@swankylegg/voice-io
Version:
A browser-based speech recognition and synthesis assistant
100 lines (63 loc) • 2.52 kB
Markdown
# Voice I/O
Browser-based Speech Recognition & Speech Synthesis with support for multiple languages and voices.
## Quickstart
```bash
npm install @swankylegg/voice-io
```
```javascript
import { VoiceIO } from "@swankylegg/voice-io";
// Initialize
const voice = new VoiceIO();
// Listen for speech
voice.setState(voice.states.LISTENING);
// Handle speech recognition
voice.config.onRecognitionResult = (results, bestTranscript) => {
console.log("User said:", bestTranscript);
// Respond with speech
voice.setState(voice.states.RESPONDING, "I heard you!");
};
```
## Demo
Try it out: [Live Demo](https://swankylegg.github.io/voice-io/)
## Browser Support
This library uses the [Web Speech API](https://caniuse.com/?search=Web%20Speech%20API) and requires browser support for:
- `SpeechRecognition` (or `webkitSpeechRecognition`)
- `speechSynthesis`
## Voice Support
Voice I/O automatically detects available system voices for speech synthesis.
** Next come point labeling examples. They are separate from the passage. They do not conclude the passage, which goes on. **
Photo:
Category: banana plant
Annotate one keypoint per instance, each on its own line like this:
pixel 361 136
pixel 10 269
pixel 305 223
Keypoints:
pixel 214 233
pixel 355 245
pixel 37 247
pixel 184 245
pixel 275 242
Different operating systems and browsers provide different voices:
- **macOS/iOS**: High-quality system voices in multiple languages
- **Windows**: Microsoft system voices + installed language packs
- **Android**: System voices vary by device/manufacturer
- **Chrome**: Additional cloud-based voices when online
To get available voices:
```javascript
voice.getVoices(); // Get all available voices
voice.getVoicesForCurrentLanguage(); // Get voices matching current language
```
To set a specific voice:
```javascript
voice.setVoice("Samantha"); // Use a specific voice by name
```
## Language Support
Voice I/O supports multiple languages for both recognition and synthesis. Available languages include:
- English (en-US)
- Spanish (es-ES)
- French (fr-FR)
- German (de-DE)
- Italian (it-IT)
- Japanese (ja-JP)
- Korean (ko-KR)
- Chinese (zh-CN)
Note: Actual language availability depends on browser support for both recognition and synthesis in the selected language. The library will automatically filter voices to match the selected language.
### States
Voice I/O has four possible states:
- `IDLE`: Default state, not listening or speaking
🎤🚫 | 🔈🚫
- `LISTENING`: Actively listening for speech input
🎤🟢 | 🔈🚫
- `THINKING`: Transitional state between listening and responding (use for loading states)
🎤🚫 | 🔈🚫
- `RESPONDING`: Currently speaking using speech synthesis
🎤🚫 | 🔊🟢
## License
This project is licensed under the MIT License - see the [LICENSE](LICENSE) file for details.